Las visiones de un mito contemporáneo, un ídolo de masas: desde el don celestial de su técnica hasta los abundantes golpes que le dio la vida.

Once escritores analizan el mito Maradona.
Una caricatura de un futbolista de leyenda: el 'Pelusa' Maradona.
Bernal.

La muerte de Diego Armando Maradona (1960-2020) da mucho que hablar en todas las direcciones: por su estricta condición de futbolista, sin lugar a dudas uno de los más grandes de todos los tiempos (ganó en 1986 en México el campeonato del mundo, fue subcampeón en Italia en 1990), una mezcla de talento y carácter, por su vida tumultuosa y por su condición de ídolo popular, ídolo de masas en todo el mundo, pero especialmente en Argentina y Nápoles, donde lo consideran “el dios mortal que nos hizo felices”. Es un personaje complejo, un tanto inasible, literario, rotundamente literario, que hizo dichosa a mucha gente allí donde desarrolló sus mejores cualidades: sobre un terreno de juego, con aquella pelota de tantas fantasías a la que nunca quiso manchar.

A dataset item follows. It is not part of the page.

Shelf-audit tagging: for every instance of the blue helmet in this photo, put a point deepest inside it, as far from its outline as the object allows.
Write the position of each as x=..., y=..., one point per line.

En la vida diaria, en cambio, fue de exceso en exceso, de error en error, vivió entre la desmesura, el dolor, sucesivos peligros y adicciones, y la incapacidad de controlar su leyenda.

Heraldo.es ha pedido a once escritores aragoneses que se acerquen al mito, al hombre y al futbolista de prodigiosa técnica que fue y es Maradona. Estas son las visiones de Ana Alcolea, Luis Alegre, Pedro Bosqued, Miguel Carcasona, Carlos Castán, Paula Figols, Chema González, Javier Hernández (el único argentino del grupo, descendiente de aragoneses y afincado desde hace años en Siétamo), Ángela Labordeta, Miguel Mena y José Antonio Prades. La ilustración es una cortesía de José Antonio Bernal. 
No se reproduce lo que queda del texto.